In the wake of the death of a spouse, celebrating holidays when family lives hundreds of miles away, or when children now have their own families to take care of; loneliness is bound to set in. This isn’t just something to be sad about. Our elders may actually live shorter lives because of the harmful effects of loneliness. Socialization is needed even more when physical or cognitive decline makes getting out of the house difficult.


"We live in a time when loneliness is more present, and health providers should take this into account when assessing risk. Our study shows that asking two questions about social support provides a lot of information about the likelihood of having poor health outcomes," the author said. "Loneliness is a strong predictor of premature death, worse mental health, and lower quality of life in patients with cardiovascular disease, and a much stronger predictor than living alone, in both men and women." (Newsweek, Jun 11, 2018)

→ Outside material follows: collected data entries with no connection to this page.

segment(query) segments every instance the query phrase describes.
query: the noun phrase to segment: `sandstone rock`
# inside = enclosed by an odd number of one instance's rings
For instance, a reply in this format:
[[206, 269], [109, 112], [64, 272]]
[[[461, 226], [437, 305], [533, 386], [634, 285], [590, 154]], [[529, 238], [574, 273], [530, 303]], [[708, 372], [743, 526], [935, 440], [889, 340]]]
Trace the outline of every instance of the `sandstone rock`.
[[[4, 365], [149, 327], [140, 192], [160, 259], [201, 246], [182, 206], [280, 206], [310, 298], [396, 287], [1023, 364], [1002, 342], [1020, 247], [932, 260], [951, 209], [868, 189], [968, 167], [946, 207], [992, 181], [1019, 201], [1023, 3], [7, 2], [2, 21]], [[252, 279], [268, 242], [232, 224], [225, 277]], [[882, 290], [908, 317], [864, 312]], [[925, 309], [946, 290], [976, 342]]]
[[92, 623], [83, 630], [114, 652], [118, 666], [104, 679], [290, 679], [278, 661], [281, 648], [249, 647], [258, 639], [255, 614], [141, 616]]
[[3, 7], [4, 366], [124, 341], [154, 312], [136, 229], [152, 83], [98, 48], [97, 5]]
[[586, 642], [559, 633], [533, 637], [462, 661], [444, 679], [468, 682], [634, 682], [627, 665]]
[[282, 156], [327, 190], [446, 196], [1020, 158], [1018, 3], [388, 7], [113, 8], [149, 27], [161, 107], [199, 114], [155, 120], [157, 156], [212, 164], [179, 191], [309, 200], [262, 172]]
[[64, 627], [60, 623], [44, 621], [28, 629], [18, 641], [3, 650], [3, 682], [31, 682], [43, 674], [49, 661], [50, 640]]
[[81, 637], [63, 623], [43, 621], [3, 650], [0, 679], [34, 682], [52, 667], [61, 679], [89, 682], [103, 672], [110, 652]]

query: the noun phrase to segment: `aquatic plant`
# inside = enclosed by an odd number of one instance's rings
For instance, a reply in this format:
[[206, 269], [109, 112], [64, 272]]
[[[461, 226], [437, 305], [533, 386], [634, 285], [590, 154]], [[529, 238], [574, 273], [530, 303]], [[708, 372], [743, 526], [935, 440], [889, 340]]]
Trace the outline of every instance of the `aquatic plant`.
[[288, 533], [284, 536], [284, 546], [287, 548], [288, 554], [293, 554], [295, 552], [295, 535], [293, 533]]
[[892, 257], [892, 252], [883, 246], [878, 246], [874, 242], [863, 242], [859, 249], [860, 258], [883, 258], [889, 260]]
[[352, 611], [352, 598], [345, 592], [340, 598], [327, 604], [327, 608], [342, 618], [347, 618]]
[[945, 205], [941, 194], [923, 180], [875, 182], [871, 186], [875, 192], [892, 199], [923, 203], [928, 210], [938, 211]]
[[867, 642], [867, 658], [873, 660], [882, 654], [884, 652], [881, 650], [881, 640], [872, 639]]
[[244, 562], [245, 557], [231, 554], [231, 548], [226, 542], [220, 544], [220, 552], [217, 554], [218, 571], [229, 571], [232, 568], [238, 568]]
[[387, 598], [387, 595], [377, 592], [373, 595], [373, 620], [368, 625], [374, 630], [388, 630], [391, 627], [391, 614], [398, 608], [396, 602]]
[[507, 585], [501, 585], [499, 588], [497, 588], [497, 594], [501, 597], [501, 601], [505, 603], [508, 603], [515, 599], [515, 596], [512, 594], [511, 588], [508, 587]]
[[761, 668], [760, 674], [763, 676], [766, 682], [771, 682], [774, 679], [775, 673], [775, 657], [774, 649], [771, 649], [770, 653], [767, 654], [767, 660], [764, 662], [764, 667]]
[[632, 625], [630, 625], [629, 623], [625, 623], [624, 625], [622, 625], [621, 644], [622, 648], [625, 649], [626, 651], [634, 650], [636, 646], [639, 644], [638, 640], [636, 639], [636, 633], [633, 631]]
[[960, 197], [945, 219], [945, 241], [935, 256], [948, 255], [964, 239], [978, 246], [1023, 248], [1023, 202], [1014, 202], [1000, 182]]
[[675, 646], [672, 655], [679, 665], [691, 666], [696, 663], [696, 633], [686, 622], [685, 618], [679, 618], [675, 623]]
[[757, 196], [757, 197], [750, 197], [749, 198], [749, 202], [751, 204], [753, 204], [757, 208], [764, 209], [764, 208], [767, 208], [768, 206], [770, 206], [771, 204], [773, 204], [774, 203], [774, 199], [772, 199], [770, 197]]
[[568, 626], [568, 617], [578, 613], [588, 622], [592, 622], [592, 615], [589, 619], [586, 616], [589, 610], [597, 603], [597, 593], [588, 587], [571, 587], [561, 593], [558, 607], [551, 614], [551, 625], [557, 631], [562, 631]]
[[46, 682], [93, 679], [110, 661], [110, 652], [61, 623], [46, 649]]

So, what’s the answer? Some communities have special activities for elders and services for meals being brought to the house. Some churches have visiting programs and some healthcare facilities have Senior Volunteer programs designed to offer companionship. We’ve discussed Video Caring in our blog, and there are ways to get that started with the intention of independent use later. Even putting time on your calendar to call and visit with an elderly person who has no one to talk to can make a huge difference.


Arranging a caregiver to be at the house to provide personal care services means an added benefit of companionship that may have more impact than the original services. Care-giving services that focus on relieving loneliness may extend one's life, according to the research.

It’s not just giving baths or making dinner. Just being there matters more than we may ever know.